Our Brand Is Crisis

Our Brand Is Crisis is a movie created in 2005 that demonstrates the influence of United States’ neoliberalism and democracy being sold, like a brand-name product, to the leaders of Latin American countries. A group of Americans were hired by Bolivia’s President Goni to ensure his success in the reelection campaign. Their jobs included designing advertisements, creating commercials, taking polls to collect opinions, and deciding minute things like whether or not Goni wore a tie during his speeches. Although they were experts in knowing what phrases people clung to, color schemes that seemed “rosy”, and could calculate Goni’s support/opposition day by day they largely ignored the voice of Bolivians. It seemed like when they were asking some of the citizens opinions regarding Goni they were just calculating those opinions like they would numbers, blinding their eyes and deafening their ears to what the people really wanted: a voice in their political and economic systems. Jobs!

The shift from nationalism to neoliberalism began ”in the late 1980s, the term “Washington Consensus” served to encapsulate the crystallization of a paradigmatic shift in economic policy making regarding Latin America” (Cypher 47).
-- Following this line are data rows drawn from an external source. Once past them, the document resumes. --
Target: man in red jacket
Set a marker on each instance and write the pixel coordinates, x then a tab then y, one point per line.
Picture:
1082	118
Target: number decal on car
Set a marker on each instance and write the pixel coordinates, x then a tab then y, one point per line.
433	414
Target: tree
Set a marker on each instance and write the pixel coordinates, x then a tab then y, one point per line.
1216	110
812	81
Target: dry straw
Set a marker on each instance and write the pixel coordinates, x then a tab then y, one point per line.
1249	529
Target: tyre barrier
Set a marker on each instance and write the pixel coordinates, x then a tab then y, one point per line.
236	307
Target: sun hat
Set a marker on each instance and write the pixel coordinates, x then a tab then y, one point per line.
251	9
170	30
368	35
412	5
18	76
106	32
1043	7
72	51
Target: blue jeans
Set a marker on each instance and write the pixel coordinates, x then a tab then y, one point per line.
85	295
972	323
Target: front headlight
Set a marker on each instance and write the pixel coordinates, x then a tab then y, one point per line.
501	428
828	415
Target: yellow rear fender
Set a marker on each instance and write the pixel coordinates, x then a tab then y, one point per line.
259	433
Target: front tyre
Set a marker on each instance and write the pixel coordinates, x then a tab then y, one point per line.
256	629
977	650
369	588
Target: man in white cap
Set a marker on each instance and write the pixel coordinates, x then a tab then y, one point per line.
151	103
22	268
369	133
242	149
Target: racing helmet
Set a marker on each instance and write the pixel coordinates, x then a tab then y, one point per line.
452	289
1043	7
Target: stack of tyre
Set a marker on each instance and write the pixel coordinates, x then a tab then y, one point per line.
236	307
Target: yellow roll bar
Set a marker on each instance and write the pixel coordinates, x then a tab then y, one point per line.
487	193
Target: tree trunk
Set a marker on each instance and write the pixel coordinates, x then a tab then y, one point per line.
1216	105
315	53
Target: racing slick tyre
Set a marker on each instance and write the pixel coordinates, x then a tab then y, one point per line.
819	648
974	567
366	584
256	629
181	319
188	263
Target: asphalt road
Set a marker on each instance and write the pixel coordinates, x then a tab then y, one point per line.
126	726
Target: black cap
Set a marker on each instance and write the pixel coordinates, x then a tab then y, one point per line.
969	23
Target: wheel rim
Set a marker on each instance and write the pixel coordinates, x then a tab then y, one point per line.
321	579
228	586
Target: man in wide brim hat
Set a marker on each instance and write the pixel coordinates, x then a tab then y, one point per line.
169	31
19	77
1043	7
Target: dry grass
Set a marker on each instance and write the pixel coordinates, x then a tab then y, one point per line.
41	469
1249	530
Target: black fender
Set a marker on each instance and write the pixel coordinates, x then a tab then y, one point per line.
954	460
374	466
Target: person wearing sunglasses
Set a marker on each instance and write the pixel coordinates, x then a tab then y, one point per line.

The debt that Latin American countries faced seemed inescapable, and by reopening their countries to foreign investment provided a quick fix to improve that debt.”Neoliberal reforms have reduced government spending, a step toward balancing national budgets and reducing debt, but at a bitter social cost” (Chasteen 317). Allowing foreign investors to reconstruct the government policies regarding industry, the impoverished people, such as campesinos, were marginalized yet again.

One of Goni’s opponents in his campaign was Manfred. Manfred seemed to reinforce the voice of the campesinos, and vie for their presence in Bolivia. Goni, who was raised in the United States, was a strong supporter of transnational economic involvement and neoliberalism initially provided relief to the middle class. But ”as Latin American industries collapse across the region, devastated by foreign competition that the nationalists had kept out, millions of workers face unemployment or long-term underemployment in the so-called ‘informal’ service sector” (Chasteen 316). The GCS pollsters seemed to ignore the marginalized people like the peasants and campesinos. Their goal was to win the election and ensure another term for Goni. ”They reduced or removed the nationalist-inspired subsidies that made basic foodstuffs and public services affordable for the poor” (Chasteen 312). Although Goni achieved success in his campaign along with his American advisors, he only lasted one year in office due to the tumultuous environment in Bolivia. The poor class was left in the pink confetti dust of Goni’s election because his policies reinforced foreign investment which took their jobs, their lands, their Bolivia.